Unraveling the Deposition and Dissolution Behavior of the Ag-Modified Li Surface Based on Electrochemical Atomic Force Microscopy.

Abstract

Lithium is a promising anode material for advanced batteries because of its high capacity and low redox potential. However, its practical use is hindered by nonuniform Li deposition and dendrite formation, leading to safety concerns in Li metal batteries. Our study shows that Ag-based materials enhance the uniformity of Li deposition on Ag-modified Li (AgLi) surfaces, thereby addressing these key challenges. This improvement is due to the strong affinity of Ag for Li, which promotes uniform deposition and dissolution.

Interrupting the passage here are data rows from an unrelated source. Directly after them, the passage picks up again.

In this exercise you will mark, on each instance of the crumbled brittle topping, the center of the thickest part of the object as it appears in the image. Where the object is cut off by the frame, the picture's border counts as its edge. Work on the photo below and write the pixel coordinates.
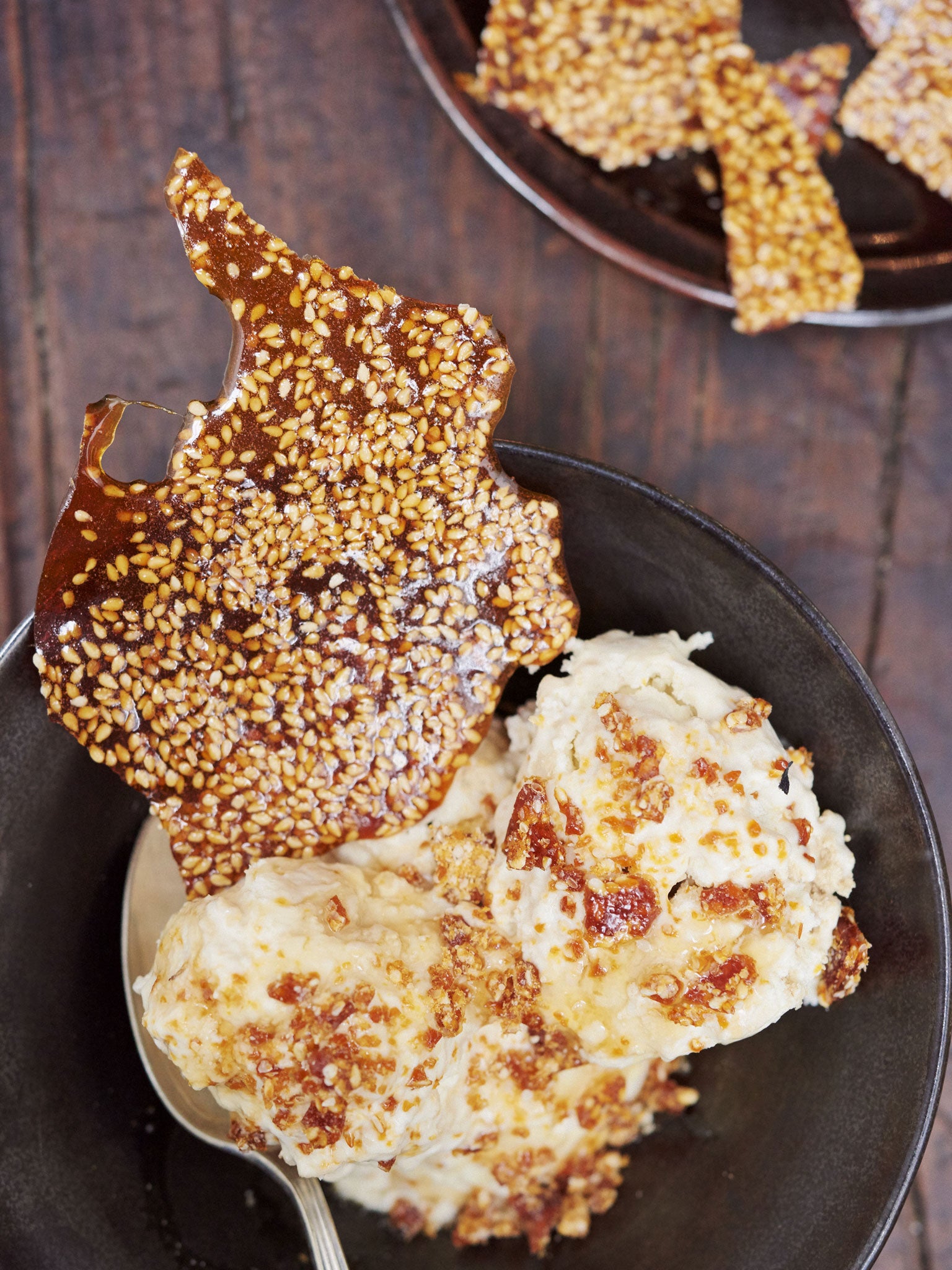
(748, 716)
(901, 103)
(714, 986)
(788, 252)
(299, 637)
(311, 1068)
(809, 86)
(611, 78)
(461, 859)
(848, 958)
(762, 902)
(635, 763)
(546, 1194)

Additionally, the AgLi surface demonstrated an improved cycling stability, which is crucial for long-term battery reliability. Emphasizing our analytical approach, we utilized comprehensive techniques such as Kelvin probe force microscopy (KPFM) and electrochemical atomic force microscopy (EC-AFM) to locally analyze the electrical properties and unravel the Li deposition/dissolution mechanisms. KPFM analysis provided crucial insights into surface potential variations, while EC-AFM highlighted topographical changes during the Li deposition and dissolution processes, contributing significantly to the development of safer and more efficient Li metal batteries.